Center for Interpretive and Qualitative Research (CIQR -- "seeker")

(E-mail memo:  October 12, 2007)


Oct. 18 (Thurs.), 4:30-6:00PM, Berger Gallery, 207 College Hall, Duquesne University.


Professor Olga Belova, Lecturer in Management, Department of Accounting, Finance and Management, University of Essex, UK


 "Difference and Interruption in Research Narratives"


Bio
:  Dr. Belova draws on Merleau-Ponty's phenomenological philosophy and Bakhtin's theory of dialogue in order to show that meaning within organizations arises in an embodied, reversible and profoundly social engagement between self and other.  More recently, she has focused on the role of narratives in representing identity.  After organizing an inter-disciplinary conference, "Polyphony and Dialogism as ways of Organizing," in 2006 and publishing the results in Organization Studies, she is working on a project, "Globalisation and Identity in a Multi-National Workplace," which is supported by a British Academy Research Grant and aims to show how discourses of identity and diversity become constructed, contested and changed through personal and collective narratives told within organizations. Her  work has been presented at a number of international conferences and published in international journals such as Management Science Review, Critical Theory in Business Ethics, and Culture and Organization.
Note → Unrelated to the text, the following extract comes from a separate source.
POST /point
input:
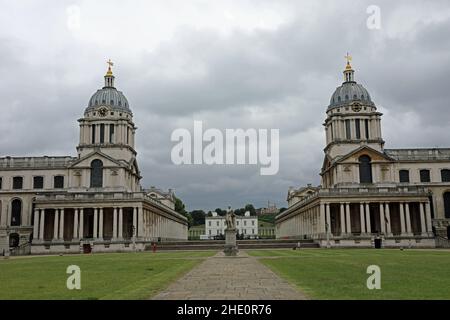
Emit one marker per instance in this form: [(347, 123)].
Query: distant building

Abstract:  I begin this paper by comparing two ways in which the relation between researcher and researched is constructed in research accounts:  the traditional "interrogation" mode and a social constructionist mode based on "conversation."  Although they differ in important ways, they both understand the researched "other" through unity with the researcher.  But this understanding effaces rather than explores the differences between researcher and researched.  I argue that the work of Maurice Blanchot rectifies this shortcoming by foregrounding difference and inviting us to treat gaps and failures of understanding between researcher and researched as productive rather than flawed parts of a research relation. I further argue that attention to difference allows writing to be a space where otherness can be usefully explored rather than dispensed with. This proposition is illustrated through an analysis of two pieces of organizational research, followed by a discussion of implications and challenges offered by this approach.